O que acontece se as tropas americanas deixarem o Iraque
O impacto de um retirada
A segunda pergunta, o que a retirada das tropas significaria para os países envolvidos, é importante porque as respostas ajudam a entender o possível desenrolar do conflito entre Estados Unidos e Irã.
A medida tem um impacto diferente para cada país:
- Irã — Forçar a retirada das tropas americanas no Iraque era prioridade de Qassem Soleimani. Ou seja, se ela ocorrer, o general iraniano terá uma vitória póstuma. O governo iraniano verá da mesma forma. O Iraque é um país de maioria xiita, a mesma corrente do islamismo que predomina no Irã, e os aiatolás há muito tempo trabalham para ampliar sua influência no país. Com os americanos fora do território, o vácuo de influência será ocupado parcialmente pelo Irã, a exemplo do que vem ocorrendo na Síria.

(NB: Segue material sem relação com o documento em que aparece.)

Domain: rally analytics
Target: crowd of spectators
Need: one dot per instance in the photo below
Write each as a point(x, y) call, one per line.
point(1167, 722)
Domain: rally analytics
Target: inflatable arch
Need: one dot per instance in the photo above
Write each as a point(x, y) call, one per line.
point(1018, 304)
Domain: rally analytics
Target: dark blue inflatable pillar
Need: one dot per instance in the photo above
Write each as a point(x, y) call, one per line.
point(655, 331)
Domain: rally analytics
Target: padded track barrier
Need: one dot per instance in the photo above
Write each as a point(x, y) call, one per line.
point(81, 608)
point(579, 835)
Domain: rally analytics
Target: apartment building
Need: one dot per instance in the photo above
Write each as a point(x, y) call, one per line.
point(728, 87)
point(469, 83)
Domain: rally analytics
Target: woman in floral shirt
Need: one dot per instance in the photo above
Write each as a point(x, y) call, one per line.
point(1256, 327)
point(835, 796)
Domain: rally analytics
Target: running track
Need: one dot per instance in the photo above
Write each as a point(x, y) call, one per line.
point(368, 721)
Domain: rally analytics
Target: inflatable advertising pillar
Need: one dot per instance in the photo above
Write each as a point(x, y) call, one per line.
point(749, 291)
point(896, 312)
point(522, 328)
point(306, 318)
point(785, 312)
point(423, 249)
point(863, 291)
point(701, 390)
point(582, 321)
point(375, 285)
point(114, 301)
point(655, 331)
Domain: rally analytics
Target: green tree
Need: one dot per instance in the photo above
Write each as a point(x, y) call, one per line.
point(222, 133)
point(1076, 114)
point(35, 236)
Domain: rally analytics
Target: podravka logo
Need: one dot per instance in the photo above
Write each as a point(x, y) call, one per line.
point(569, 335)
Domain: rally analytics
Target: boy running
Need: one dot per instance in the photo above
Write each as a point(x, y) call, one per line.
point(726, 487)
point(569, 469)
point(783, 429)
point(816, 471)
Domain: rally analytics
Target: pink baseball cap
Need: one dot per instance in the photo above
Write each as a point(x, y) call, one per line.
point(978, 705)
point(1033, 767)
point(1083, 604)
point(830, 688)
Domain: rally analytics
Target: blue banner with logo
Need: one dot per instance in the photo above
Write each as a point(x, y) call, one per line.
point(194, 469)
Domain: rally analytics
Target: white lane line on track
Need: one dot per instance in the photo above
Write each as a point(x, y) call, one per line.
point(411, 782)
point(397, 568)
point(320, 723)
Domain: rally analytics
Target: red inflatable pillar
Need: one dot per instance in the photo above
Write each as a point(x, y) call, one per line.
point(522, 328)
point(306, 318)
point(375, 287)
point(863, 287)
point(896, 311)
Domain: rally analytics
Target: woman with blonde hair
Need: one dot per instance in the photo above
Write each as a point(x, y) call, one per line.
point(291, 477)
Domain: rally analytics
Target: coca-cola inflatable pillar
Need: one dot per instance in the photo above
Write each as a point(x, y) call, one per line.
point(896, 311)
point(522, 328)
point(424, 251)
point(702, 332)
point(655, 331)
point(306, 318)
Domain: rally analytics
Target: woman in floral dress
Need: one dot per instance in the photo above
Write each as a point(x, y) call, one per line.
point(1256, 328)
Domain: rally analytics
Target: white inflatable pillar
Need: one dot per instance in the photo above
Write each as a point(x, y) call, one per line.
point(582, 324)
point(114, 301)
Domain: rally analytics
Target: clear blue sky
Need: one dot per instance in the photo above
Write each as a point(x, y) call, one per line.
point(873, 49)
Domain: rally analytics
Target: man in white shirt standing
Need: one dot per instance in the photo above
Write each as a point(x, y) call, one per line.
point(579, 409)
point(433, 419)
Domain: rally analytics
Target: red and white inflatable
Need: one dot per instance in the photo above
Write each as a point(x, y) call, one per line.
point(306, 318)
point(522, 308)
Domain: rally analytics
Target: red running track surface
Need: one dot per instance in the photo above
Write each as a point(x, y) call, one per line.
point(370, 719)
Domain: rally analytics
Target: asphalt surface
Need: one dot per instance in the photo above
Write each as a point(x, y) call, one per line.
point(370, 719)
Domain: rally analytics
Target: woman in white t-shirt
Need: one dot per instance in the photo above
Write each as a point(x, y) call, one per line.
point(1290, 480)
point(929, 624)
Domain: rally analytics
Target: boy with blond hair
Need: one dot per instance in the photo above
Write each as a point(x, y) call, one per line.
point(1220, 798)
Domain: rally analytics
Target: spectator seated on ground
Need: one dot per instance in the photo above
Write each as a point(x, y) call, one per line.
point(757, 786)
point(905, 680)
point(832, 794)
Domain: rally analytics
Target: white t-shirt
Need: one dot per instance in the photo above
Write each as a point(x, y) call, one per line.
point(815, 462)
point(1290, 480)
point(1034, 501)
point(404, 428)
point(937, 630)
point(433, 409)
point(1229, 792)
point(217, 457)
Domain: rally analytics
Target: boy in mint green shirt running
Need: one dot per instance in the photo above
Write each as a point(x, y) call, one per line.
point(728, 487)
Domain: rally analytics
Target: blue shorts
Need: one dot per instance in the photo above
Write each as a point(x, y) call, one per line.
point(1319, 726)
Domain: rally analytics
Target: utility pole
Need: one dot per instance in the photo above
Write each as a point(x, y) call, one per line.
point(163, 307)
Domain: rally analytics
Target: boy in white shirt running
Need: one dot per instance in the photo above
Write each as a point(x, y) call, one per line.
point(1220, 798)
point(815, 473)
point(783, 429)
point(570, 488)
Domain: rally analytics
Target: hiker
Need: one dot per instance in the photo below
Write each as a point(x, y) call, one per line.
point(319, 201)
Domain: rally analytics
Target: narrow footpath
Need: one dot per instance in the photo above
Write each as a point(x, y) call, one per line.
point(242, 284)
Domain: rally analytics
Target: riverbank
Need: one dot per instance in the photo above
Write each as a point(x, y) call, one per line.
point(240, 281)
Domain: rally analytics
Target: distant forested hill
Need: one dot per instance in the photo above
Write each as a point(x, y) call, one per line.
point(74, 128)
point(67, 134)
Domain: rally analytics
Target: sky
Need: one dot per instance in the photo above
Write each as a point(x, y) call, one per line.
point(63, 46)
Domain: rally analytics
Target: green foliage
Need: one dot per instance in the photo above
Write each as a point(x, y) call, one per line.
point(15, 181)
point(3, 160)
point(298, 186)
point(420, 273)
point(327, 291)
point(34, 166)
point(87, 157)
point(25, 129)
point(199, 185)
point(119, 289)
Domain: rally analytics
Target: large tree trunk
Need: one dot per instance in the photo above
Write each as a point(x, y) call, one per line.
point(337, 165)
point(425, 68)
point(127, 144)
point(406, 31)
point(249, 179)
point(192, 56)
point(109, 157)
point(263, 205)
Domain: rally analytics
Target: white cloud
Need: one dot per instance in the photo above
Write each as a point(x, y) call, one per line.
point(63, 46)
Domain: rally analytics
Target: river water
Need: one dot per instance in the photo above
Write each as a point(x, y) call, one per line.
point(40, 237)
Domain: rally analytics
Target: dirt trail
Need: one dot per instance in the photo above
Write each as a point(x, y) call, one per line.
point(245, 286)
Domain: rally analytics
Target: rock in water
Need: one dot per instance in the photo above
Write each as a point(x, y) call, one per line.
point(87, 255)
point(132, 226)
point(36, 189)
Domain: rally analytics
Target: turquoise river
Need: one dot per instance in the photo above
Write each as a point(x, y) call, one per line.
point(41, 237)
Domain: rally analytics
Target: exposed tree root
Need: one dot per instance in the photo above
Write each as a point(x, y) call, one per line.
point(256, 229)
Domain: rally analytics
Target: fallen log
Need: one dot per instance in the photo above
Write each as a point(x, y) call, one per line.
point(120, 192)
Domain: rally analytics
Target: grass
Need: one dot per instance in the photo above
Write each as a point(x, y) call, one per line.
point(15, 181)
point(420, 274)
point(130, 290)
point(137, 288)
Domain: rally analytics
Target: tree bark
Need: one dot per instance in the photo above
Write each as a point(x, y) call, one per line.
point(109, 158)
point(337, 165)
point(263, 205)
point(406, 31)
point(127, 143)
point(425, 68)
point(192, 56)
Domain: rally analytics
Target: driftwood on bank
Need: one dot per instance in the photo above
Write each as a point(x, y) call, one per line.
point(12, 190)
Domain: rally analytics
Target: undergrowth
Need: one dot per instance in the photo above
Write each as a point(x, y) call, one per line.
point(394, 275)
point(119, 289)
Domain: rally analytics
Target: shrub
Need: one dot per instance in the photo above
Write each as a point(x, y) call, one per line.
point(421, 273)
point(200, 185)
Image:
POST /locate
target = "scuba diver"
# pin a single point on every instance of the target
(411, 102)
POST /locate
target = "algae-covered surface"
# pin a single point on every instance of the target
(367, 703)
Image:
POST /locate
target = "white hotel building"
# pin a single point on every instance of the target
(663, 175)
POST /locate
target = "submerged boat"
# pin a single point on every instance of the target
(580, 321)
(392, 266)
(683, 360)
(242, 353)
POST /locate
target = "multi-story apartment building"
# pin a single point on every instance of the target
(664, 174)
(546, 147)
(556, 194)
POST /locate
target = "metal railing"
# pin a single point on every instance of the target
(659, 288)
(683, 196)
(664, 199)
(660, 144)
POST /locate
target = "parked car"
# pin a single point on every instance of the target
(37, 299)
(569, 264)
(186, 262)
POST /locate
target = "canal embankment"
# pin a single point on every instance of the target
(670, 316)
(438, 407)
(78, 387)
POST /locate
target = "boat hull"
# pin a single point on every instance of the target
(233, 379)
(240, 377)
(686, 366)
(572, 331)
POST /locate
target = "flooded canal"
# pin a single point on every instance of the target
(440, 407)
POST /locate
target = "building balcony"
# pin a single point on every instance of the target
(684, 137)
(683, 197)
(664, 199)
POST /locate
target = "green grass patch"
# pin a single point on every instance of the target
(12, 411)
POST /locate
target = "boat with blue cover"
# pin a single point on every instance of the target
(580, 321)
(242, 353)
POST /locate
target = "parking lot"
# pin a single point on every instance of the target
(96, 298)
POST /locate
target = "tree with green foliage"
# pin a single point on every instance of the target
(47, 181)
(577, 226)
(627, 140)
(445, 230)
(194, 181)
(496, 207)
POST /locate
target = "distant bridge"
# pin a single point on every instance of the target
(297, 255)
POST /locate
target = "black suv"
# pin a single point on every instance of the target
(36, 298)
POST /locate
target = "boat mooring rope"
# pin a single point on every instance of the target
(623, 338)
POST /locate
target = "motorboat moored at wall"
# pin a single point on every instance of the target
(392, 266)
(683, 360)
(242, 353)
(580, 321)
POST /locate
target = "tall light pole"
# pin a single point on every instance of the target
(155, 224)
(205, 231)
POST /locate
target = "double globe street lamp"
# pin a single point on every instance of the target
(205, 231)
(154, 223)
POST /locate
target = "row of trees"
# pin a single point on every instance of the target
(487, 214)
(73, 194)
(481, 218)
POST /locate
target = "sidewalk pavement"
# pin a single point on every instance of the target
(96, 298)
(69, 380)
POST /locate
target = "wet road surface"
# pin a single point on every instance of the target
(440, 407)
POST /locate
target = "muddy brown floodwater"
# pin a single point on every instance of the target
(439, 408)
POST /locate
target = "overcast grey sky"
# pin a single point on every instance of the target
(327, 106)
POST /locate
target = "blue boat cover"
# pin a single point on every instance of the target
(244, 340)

- Iraque — Encerrar a presença militar americana, que já dura 17 anos quase sem interrupção, é evidentemente um objetivo legítimo de um país que busca recuperar sua soberania plena. Mas, do ponto de vista prático, o Iraque tem muito a perder com a expulsão dos americanos. Primeiro, porque nem todos os iraquianos, inclusive entre os políticos, se sentem atraídos pela ideia de ver o Irã ampliar sua influência no país. Dos 328 integrantes do parlamento iraquiano, apenas 170 participaram da votação que exigiu a expulsão das tropas americanas. Os outros são, em grande parte, parlamentares sunitas e curdos. Esses números expressam a divisão que há na sociedade iraquiana quanto às intenções do Irã. Ainda que o voto dado pelo parlamento neste domingo seja pela expulsão de qualquer força estrangeira no país, no momento em que sentirem que podem estar tendo que escolher entre Irã e Estados Unidos, muitos vão preferir os americanos. Segundo, porque o governo iraquiano precisa dos americanos para garantir a segurança ou, no mínimo, evitar que o país volte a despencar no caos das disputas sectárias ou do retorno do Estado Islâmico. O país já pediu para os americanos saírem antes e o resultado não foi bom: o exército fundamentalista chegou perto de conquistar Bagdá. Terceiro, o Iraque depende financeiramente dos Estados Unidos. Apenas em 2016 e 2017, o país recebeu 9 bilhões de dólares em ajuda dos americanos. Trocar isso por sanções, como ameaçou Trump, seria um péssimo negócio.
- Estados Unidos — O aumento da influência iraniana no Iraque em si já seria uma derrota dos americanos para os aiatolás. Mais do que isso, deixaria os iranianos livres para efetivamente controlar um território que faz fronteira com a Arábia Saudita, principal país árabe aliado dos americanos e maior produtor de petróleo do mundo. Os sauditas acusam o Irã de ter bombardeado instalações petrolíferas em seu território no ano passado. É de se imaginar o que os aiatolás poderiam fazer se suas forças especiais estivessem livres para agir dentro do Iraque. Os Estados Unidos também perderiam muitos dos recursos para angariar informações sobre a ameaça de grupos terroristas e do Irã. Ou seja, o trabalho das agências de inteligência americanas ficaria seriamente prejudicado. Além disso, os Estados Unidos acabaram de reduzir sua atuação militar da Síria e a presença no Iraque era estratégica para essa mudança. Sair do Iraque significaria ter que rever toda a operação americana na Síria.
- Rússia e China — Ambos os países criticaram o assassinato de Soleimani em bombardeio realizado por um drone americano. A consequente saída americana do Iraque confirmaria algo que a Rússia já vem prevendo há algum tempo, que é a retração da influência dos Estados Unidos no Oriente Médio. Os russos já fincaram um pé com firmeza no conflito sírio e podem expandir seu bedelho para outros países da região. Já os chineses estão há anos atuando silenciosamente, sem alarde, para tirar proveito comercial e político dessa retração. Ambos os países tentam se apresentar para os países da região como aliados mais confiáveis do que os americanos.
Não é um momento fácil para os Estados Unidos, mas obedecer à exigência de retirar as tropas do Iraque não é a decisão que melhor atende os interesses americanos na região. Em última instância, pode ajudar a acelerar o declínio do poder americano — aparentemente inevitável no longo prazo.